Maria Fernanda Corral, 27 anos - Com as gêmeas Bruna e Fernanda de seis anos, é um exemplo. “Madrasta antigamente era a mãe postiça. Ela desempenhava o papel de mãe, pois não havia outra. Hoje deveria existir outro nome porque mãe e madrasta coexistem”, defende a arquiteta Maria Fernanda.
Todos esses dilemas são conhecidos da terapeuta familiar e madrasta Roberta Palermo, autora de Madrasta – Quando o Homem da Sua Vida já Tem Filhos e de 100% Madrasta – Quebrando as Barreiras do Preconceito.
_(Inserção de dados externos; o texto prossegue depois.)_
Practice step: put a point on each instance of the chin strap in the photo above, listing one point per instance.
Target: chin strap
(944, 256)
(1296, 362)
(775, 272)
No segundo livro, ela reforça o quanto é importante levar em conta o terreno antes de construir uma nova história.Afinal, ninguém fica confortável no início de uma nova união: o pai sofre porque saiu de casa e sente falta dos filhos. A mãe, porque ficou sozinha com as crianças, tentando entender a mudança. Os filhos, porque não desejam que os pais se separem.
E a madrasta, porque não esperava se apaixonar por um homem com filhos. A terapeuta Roberta fundou a Associação das Madrastas e Enteados (AME) e, em 2002, criou um fórum que hoje soma mais de 3.500 mulheres cadastradas – a maioria na faixa dos 30 anos. (Revista TPM / Foto Marcelo Naddeo)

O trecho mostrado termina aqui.